Ich glaube das Du das mit den Flecktarnhosen doch evtl etwas zu eng siehst?
Ich trage auch Flecktarn, was ja bekannt ist.
Jedoch würde ich es als Stilbruch betrachten in der oben geschilderten Ausgangssituation eine derartige Hose zu tragen.
Es kommt immer auf die Gegebenheit(Umgebung)an, wo man eine FT-Hose tragen kann, und wo nicht.

So das musste ich mal klarstellen, damit wir weiterhin viel spass bei sticheln haben |bla: 

Gruß Marco


----------



## bon_cremant (13. April 2007)

*AW: Fliegenschnur aus Seide*



polli schrieb:


> Na prima, passt doch|supergri
> Muß nicht gespließt sein, nur nicht dem Trend folgend eine überteuerte Glasrute..
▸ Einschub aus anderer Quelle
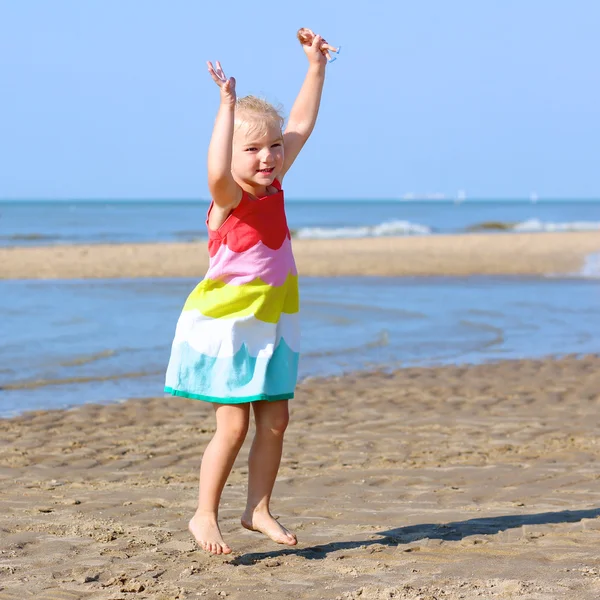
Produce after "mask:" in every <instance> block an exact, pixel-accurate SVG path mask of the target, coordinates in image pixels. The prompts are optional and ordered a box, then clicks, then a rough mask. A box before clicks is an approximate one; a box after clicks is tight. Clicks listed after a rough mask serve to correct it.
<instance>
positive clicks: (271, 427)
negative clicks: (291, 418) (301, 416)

... es soll ja Leute geben, die sich sowas zum Originalpreis kaufen (können), bei mir war`s ein Schnäppchen ... ätsch! ... deshalb freu ich mich auch heut noch so d`rüber ... und wenn Du mal von Opel auf BMW umgestiegen bist - es hat was!:q

Da wir hier ja dem Sozialneid nicht frönen , freun`wir uns doch einfach d`rüber, daß es das Fischen an sich ist, was uns Spass macht: egal ob mit Weidenruten, billigen bzw. teuern gläsernen oder gar den Bambusruten mit Seidenschnüren   ...

Tight lines
bon_cremant


----------



## torsten nms (13. April 2007)

*AW: Fliegenschnur aus Seide*



bon_cremant schrieb:


> Da wir hier ja dem Sozialneid nicht frönen , freun`wir uns doch einfach d`rüber, daß es das Fischen an sich ist, was uns Spass macht: egal ob mit Weidenruten, billigen bzw. teuern gläsernen oder gar den Bambusruten mit Seidenschnüren   ...



genau ----> das isses .....#6  


Gruß
Torsten


----------